The Company has the option to terminate the Financing Agreement at the Company's election in connection with a change of control of the Company, upon the payment of a base amount of $52,500,000, or, if higher, an amount that generates a 19% internal rate of return on the Borrowed Amount as of the date of prepayment, in each case reduced by the Revenue Interest and principal payments received by Cowen Royalty up to the date of prepayment.

Cowen Royalty has the option to terminate the Financing Agreement at its election in connection with a change of control of the Company (which includes the sale, transfer, assignment or licensing of the Company's rights in the United States to either Sumavel DosePro or Zohydro), or an event of default (which includes the occurrence of a bankruptcy event or other material adverse change in the Company's business), as defined in the Financing Agreement. Upon such a termination by Cowen Royalty, the Company is obligated to make a payment of a base amount of $45,000,000, or, if higher, an amount that generates a 17% internal rate of return on the Borrowed Amount as of the date of prepayment, in each case reduced by the Revenue Interest and principal payments received by Cowen Royalty up to the date of prepayment.

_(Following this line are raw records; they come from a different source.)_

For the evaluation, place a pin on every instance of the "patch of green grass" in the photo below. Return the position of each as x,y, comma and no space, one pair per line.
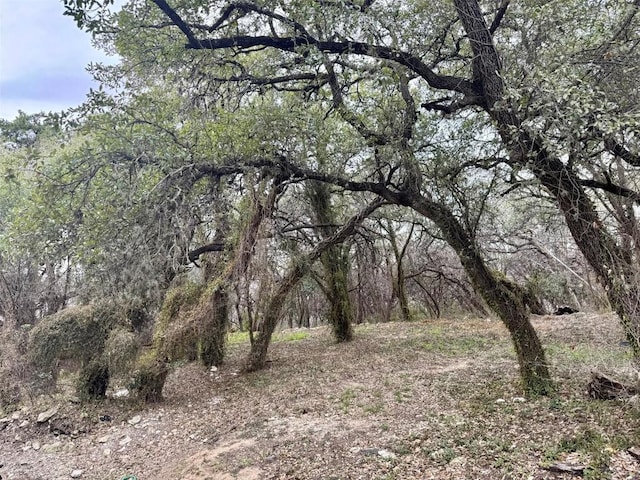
290,336
373,408
402,393
346,398
237,338
587,354
453,346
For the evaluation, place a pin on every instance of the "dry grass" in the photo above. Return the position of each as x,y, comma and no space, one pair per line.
441,396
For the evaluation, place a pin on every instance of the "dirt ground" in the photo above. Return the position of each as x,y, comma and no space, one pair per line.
424,400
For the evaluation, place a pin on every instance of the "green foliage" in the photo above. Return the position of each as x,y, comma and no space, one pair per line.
174,335
149,378
74,333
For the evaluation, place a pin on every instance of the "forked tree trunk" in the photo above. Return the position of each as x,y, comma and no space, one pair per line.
509,307
258,354
399,281
335,263
615,268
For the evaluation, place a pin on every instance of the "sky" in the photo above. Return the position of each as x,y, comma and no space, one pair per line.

The rights of the Company and Cowen Royalty to terminate the Financing Agreement early meet the definition of an embedded derivative. As a result, the Company carved out these embedded derivatives from the Financing Agreement and determined the fair value of each derivative using various discounted cash flow valuation models taking into account the probability of these events occurring and various scenarios surrounding the potential Revenue Interest payments that would be made if these events occurred (see Note 2). The aggregate fair value of the embedded derivatives as of March 31, 2012 is $807,000 and is included in other long-term liabilities.

The Company received aggregate net proceeds of $29,485,000 from the Financing Agreement (including the purchase of common stock). The discounts, which are being amortized using the effective interest method over the term of the arrangement within interest expense, include the fair value of the common stock warrants issued to Cowen Royalty of $790,000 upon the closing of the Financing Agreement, fees payable to Cowen Royalty in connection with the execution of the arrangement of $476,000 and the fair value of embedded derivatives of $605,000 upon the closing of the Financing Agreement. The Company has recognized other income (expense) in relation to the change in the fair value of the common stock warrant and embedded derivatives of $49,000 and $38,000, respectively, for the three months ended March 31, 2012 in the statement of operations.